De onde vêm suas ideias? Há um conjunto de hábitos que você cultiva para se manter criativo?
acho que duas chaves para a criatividade são estimular a curiosidade e evitar a autocensura excessiva. minhas ideias vêm de toda parte, da observação ativa do mundo e do convívio com as pessoas inspiradoras do “bloco do OCUPA”. há sempre algumas dezenas de abas abertas no meu computador – wikipedia, músicas, poemas, artigos sobre os mais variados assuntos. também leio livros, vou a exposições, festivais de cinema, palestras acadêmicas, acompanho o trabalho dos amigos – sempre com o caderninho e a bic preta em mãos. andando na rua, reparo nas pessoas, árvores, objetos. leio de trás pra frente os letreiros e sinais.
de todas essas experiências e observações vão surgindo conexões e ideias – às quais tento dar uma chance, mesmo às que pareçam bobas. quando finalmente uma dessas ideias toma corpo num projeto, muitas vezes me sinto como o aprendiz no filme karatê kid – quando ele se dá conta de que, encerando o carro e pintando a cerca, estava o tempo todo treinando sem saber.
O que você acha que mudou no seu processo de escrita ao longo dos anos?
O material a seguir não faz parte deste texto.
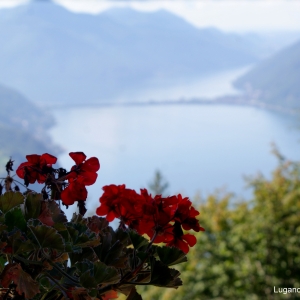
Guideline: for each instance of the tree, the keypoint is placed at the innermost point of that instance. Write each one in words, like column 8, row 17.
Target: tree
column 249, row 247
column 44, row 256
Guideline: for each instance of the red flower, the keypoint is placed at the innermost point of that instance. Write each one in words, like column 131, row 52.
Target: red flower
column 36, row 168
column 180, row 240
column 84, row 170
column 119, row 202
column 75, row 191
column 183, row 242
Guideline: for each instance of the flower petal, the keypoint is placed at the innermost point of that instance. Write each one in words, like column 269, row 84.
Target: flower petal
column 78, row 157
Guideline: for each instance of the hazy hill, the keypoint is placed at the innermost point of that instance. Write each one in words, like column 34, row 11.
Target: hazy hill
column 53, row 55
column 275, row 80
column 23, row 128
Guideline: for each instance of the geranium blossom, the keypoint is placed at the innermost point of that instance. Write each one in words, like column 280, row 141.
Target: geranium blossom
column 36, row 168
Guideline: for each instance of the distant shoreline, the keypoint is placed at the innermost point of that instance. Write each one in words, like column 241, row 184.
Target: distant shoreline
column 239, row 100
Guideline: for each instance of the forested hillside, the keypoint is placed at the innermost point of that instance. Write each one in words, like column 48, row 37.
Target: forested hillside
column 276, row 80
column 249, row 248
column 80, row 58
column 23, row 127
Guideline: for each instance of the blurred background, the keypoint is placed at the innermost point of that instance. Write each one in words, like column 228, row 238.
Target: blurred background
column 201, row 92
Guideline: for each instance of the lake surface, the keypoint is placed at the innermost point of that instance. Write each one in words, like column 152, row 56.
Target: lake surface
column 198, row 148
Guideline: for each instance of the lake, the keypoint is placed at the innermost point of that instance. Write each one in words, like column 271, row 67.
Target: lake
column 197, row 148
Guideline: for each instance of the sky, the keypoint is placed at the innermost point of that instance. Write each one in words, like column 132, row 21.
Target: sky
column 227, row 15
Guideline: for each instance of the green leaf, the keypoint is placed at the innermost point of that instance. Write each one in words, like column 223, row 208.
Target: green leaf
column 106, row 275
column 10, row 200
column 134, row 295
column 33, row 205
column 171, row 255
column 163, row 276
column 137, row 240
column 87, row 253
column 57, row 214
column 18, row 244
column 3, row 261
column 47, row 237
column 15, row 218
column 25, row 284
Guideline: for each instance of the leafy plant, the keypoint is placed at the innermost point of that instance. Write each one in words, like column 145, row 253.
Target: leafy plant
column 45, row 256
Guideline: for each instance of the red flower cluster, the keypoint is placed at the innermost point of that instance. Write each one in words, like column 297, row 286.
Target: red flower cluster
column 36, row 168
column 161, row 218
column 81, row 175
column 39, row 168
O que você diria a si mesmo se pudesse voltar à escrita de seus primeiros textos?
o pequeno Dimitri era um leitor ávido e um escritor que se permitia experimentar; então acho que antes de mais nada eu agradeceria a ele. ele também era mais ansioso que eu por publicar, então poderia tranquilizá-lo, contando que eventualmente me convenci a fazê-lo. ah, acho que diria ainda a ele que se abrisse mais para colaborações; abrir mão do controle dos projetos pode ser difícil, mas foi trabalhando em parceria e em coletivos (como CEP 20.000, Jardins Portáteis, Bliss não tem Bis) que fiz alguns dos meus trabalhos mais interessantes e tive grandes aprendizados.
Que projeto você gostaria de fazer, mas ainda não começou? Que livro você gostaria de ler e ele ainda não existe?
como contei aqui, tenho uma porção de projetos em diferentes estágios de desenvolvimento: de um livro de poemas quase pronto a gravações musicais, passando por um livro infantil interativo e jogos de tabuleiro. tem duas prosas mais longas nas quais trabalho intermitentemente há anos, que espero um dia completar. costumo alternar entre os projetos conforme encontro soluções para avançar neles e as circunstâncias se mostram mais favoráveis à realização de um ou de outro.
o livro que eu gostaria de ler e não existe, nunca existirá, são todos os novos livros que o Victor Heringer viria a escrever. dizer isso poderia ser mera crueldade, mas meu ponto é o seguinte: eu mesmo fico sempre na dúvida entre querer publicar e achar que esse desejo é pura vaidade e/ou que já há vozes e ruídos demais no mundo, solicitando o tempo todo nossa atenção; mas, ao mesmo tempo, sou diariamente salvo pelo que meus contemporâneos e contemporâneas produzem e publicam. saber toda essa gente viva e ativa, em sua diversidade, me traz um grande alento. então o livro que eu gostaria de ler é o que toda essa gente – todo mundo que você entrevista aqui, por exemplo, e muitos mais – sentir a necessidade de criar, escrever e jogar no mundo. espero que as pessoas vivam e deem seu testemunho de vida, do melhor jeito que conseguirem.